2. Pack Small But Don’t Forget Comfortable Shoes
And ballet flats don’t count as comfortable shoes when you spend all day walking on ancient cobblestones. While you want to look decent and you do need to have clothes that cover your knees and shoulders for the Vatican and St. Mark’s Basilica, fashion is not the point of this type of trip. dNz’s number one tip was to pack only a carry-on suitcase. At first I was horrified at the thought, but then I decided to embrace the challenge. My husband had a harder time than I did; he loves bringing lots of shoes. Somehow we managed with just the clothes in our carry-on bags, re-wearing and layering them.
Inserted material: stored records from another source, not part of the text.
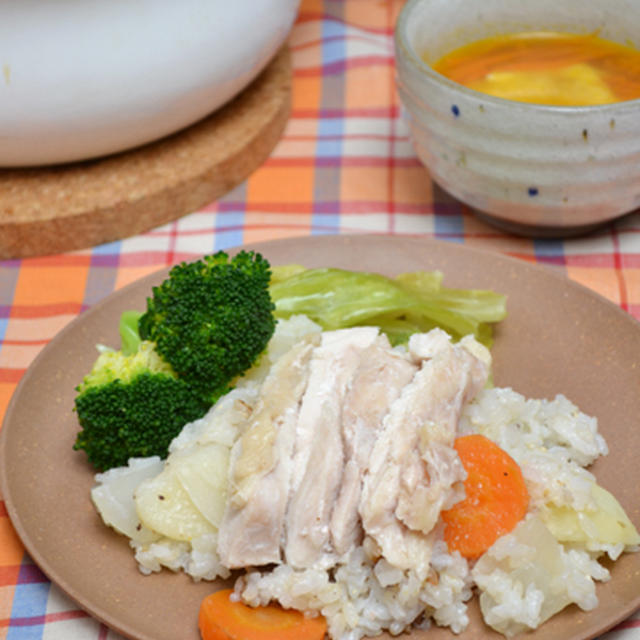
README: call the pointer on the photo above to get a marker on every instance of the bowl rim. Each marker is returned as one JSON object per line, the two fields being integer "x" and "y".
{"x": 403, "y": 46}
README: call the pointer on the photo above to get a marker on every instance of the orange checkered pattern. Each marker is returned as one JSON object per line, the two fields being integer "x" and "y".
{"x": 344, "y": 165}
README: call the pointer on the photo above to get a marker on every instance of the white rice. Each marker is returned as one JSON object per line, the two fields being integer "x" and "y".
{"x": 364, "y": 595}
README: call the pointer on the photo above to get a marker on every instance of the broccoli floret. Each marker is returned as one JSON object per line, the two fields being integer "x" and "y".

Traveling so lightly recalled memories of backpacking through Europe 31 years prior, and it felt freeing to rediscover these skills and not be weighed down by too many things. I did rely on Woolite Travel Packets, and we were able to run a couple of loads of laundry at Franco’s Friendly Villa. Carrying the smaller suitcases made traveling by train and Metro and especially getting to our hotel in Venice much easier than bulky suitcases would have allowed.
1. Keep Smiling
No matter how much you plan, not everything will be perfect, especially train station toilets. That’s okay. One dead end (or corte in Venice) may lead you to try another path
that leads you to another of the innumerable marvels which fill the Italian landscape. In fact, everyone who knows anything about Venice advises you to just get lost there. Eventually you will find your way to St. Mark’s Piazza or your hotel. The Italians are warm and friendly and will do their best to help a pitiful tourist with a kind smile. Embrace the unexpected: it’s what makes travel such an amazing adventure!